This document explains how to install the openaustralia parser, it assumes you’ve already installed the web application. The parser generates XML files which get loaded into the database of the web application. If all you need is the XML files and aren’t interested particularly in installing and configuring the parser then you can just download the XML files from data.openaustralia.org.
Install DarwinPorts and then install ImageMagick and ghostscript:
$ sudo port install ImageMagick $ sudo port install ghostscript
Note: the previous step takes a long while to complete, make yourself a coffee (or two)
Install the required rubygems:
$ sudo gem install -y mechanize -v 0.9.2 $ sudo gem install -y builder rmagick rcov htmlentities rspec activesupport log4r hpricot
Note: Currently OpenAustralia requires an older version of mechanize (0.9.2), but this might change in the future.
Use apt-get to install the requirements:
$ sudo apt-get install imagemagick libmagick9-dev ghostscript ruby rubygems ruby1.8-dev libxslt1-dev
Install the required rubygems:
$ sudo gem install mechanize -v 0.9.2 $ sudo gem install activesupport -v 2.3.7 $ sudo gem install builder rmagick rcov htmlentities rspec log4r hpricot json
Note: Currently OpenAustralia requires an older version of mechanize (0.9.2), but this might change in the future.
Ruby has its own Windows versions that you need to get from RubyInstaller for Windows (choose the one-click installer option).
In addition to the Ruby gems required above you’ll need to install Ruby-MySQL, which can be downloaded from http://www.tmtm.org/en/ruby/mysql/.
There is an error connecting to MySQL 5.0+ with Ruby due to change in password hash length so you will have to recompile with the include path set to the new MySQL C library.
Copy the example configuration:
$ cd openaustralia-parser $ cp configuration.yml.example configuration.yml
The only configuration necessary is to change the web-root if you have installed the web application in another location.
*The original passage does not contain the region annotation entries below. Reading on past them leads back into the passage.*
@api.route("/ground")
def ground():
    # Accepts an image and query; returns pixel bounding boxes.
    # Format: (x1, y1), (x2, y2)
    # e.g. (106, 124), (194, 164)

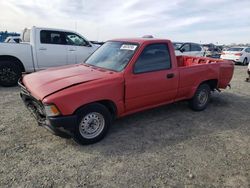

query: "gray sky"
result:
(0, 0), (250, 44)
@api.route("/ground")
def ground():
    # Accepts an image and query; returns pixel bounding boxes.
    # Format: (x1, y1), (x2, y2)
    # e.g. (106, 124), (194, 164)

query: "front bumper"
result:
(18, 81), (77, 137)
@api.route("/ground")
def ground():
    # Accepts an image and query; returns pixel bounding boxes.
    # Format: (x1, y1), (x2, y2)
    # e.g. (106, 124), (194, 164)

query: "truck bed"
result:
(176, 56), (227, 67)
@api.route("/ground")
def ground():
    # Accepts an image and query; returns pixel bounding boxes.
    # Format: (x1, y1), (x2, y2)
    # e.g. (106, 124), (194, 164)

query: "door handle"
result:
(39, 47), (47, 50)
(167, 73), (174, 79)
That value is web_root
in the file you just copied: configuration.yml
Before you can run the parser, you will need to create the directories that will hold the images of the MPs.
$ mkdir -p pwdata/images/mps pwdata/images/mpsL
You are now ready to create the members information. You should just use:
$ ./parse-members.rb # you should see messages on the console similar to the following Reading members data... Running consistency checks... Writing XML... Replacing existing member with new data for 5 This is for your information only, just check it looks OK. $VAR1 = [ '5', '10006', 1, '', 'Albert', 'Adermann', 'Fisher', 'National Party', '1972-12-02', '1984-12-01', 'general_election', 'elected_elsewhere' ]; [...]
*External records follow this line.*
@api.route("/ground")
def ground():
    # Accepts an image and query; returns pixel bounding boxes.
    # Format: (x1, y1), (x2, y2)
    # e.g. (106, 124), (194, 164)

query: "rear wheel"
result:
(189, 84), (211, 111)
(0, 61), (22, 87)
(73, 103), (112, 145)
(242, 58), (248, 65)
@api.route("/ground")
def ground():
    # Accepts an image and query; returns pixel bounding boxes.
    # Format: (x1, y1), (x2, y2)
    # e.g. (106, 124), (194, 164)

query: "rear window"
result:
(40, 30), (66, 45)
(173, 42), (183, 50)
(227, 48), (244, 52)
To download the members images (this will take a while):
$ ./member-images.rb
If you want, though it is not particularly important initially, you can also download the links information (which goes on the Representatives’ and Senators’ pages) by running:
$ ./parse-member-links.rb
To download the Hansard data (the speeches) for one day, say Sept 20th, 2007 and load them into the database:
$ ./parse-speeches.rb 2007.09.20 parse-speeche: 100% |oooooooooooooooooooooooooooooooooooooooooo| Time: 00:01:27 db loading 2007-09-20 db loading 2007-09-20
You should now be able to view the results at your webserver URL, dev.openaustralia.org
You should now see a version of openaustralia.org populated with data.
Congratulations, you’ve got a mostly complete running version of OpenAustralia! Give yourself a big pat on the back.